During July and August 2019, Visegrad Insight with the Association for International Affairs (AMO) and in cooperation with Konrad-Adenauer-Stiftung and Slovak Foreign Policy Association carried out a survey among key actors of V4 countries’ foreign policies. Politicians, civil servants, journalists, researchers and business representatives answered questions concerning their perception of current foreign policy issues and their expectations about them for the future. The conclusions of the survey have brought us a unique insight into how different policymakers reflect upon various foreign policy phenomena.
More than 450 respondents from the Czech Republic, Slovakia, Hungary and Poland answered these and many other questions included in the survey carried out by AMO in July and August 2019.
Although the four countries are often perceived by outsiders as a cohesive, unified, often Eurosceptic actor, the Trends of Visegrád Foreign Policy 2019 survey shows that views in the Visegrád Group when it comes to most areas of foreign policy are not monolithic.

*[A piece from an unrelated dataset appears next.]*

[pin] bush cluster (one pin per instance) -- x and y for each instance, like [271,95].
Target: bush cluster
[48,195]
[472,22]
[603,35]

The results including visualizations, entire dataset and the paper summarizing some of the key takeaways are available on trendy.amo.cz.
Main Findings:
- Germany and USA are regarded as the most important partners for all Visegrad countries.
- The mutual perception of importance among the Visegrad countries is strong, Perceptions of the overall quality of relations of the Visegrad countries to one another differ.
- Coordination in the EU is evaluated as the most successful area of Visegrad cooperation and also the one that is wished to grow the most in importance in the next 5 years.
- Membership of the European Union is seen to be almost unanimously beneficial in all Visegrad countries.
- The overwhelming majority expects climate and environmental issues, asylum and migration policy, the digital agenda, CFSP/CSDP, relations with the UK, and energy policy to gain more or somewhat more attention on the European agenda in the next five years. Most appear as priorities set out by Ursula von der Leyen.
- The Visegrad Group overall is not perceived as a concerted, constructive or especially influential actor in the European Union.
- There is no widespread appetite to immediately suspend sanctions against Russia. Visegrad stakeholders overwhelmingly think those should remain in place until Russia fully respects Ukraine’s territorial integrity.
- EU-US relations, but not bilateral ones, are expected to worsen in the field of economy and trade, while both EU and bilateral ties in security and defense are mostly foreseen to remain of the current quality.
- Visegrad stakeholders regard China’s actions as a threat to their country’s and the EU’s security.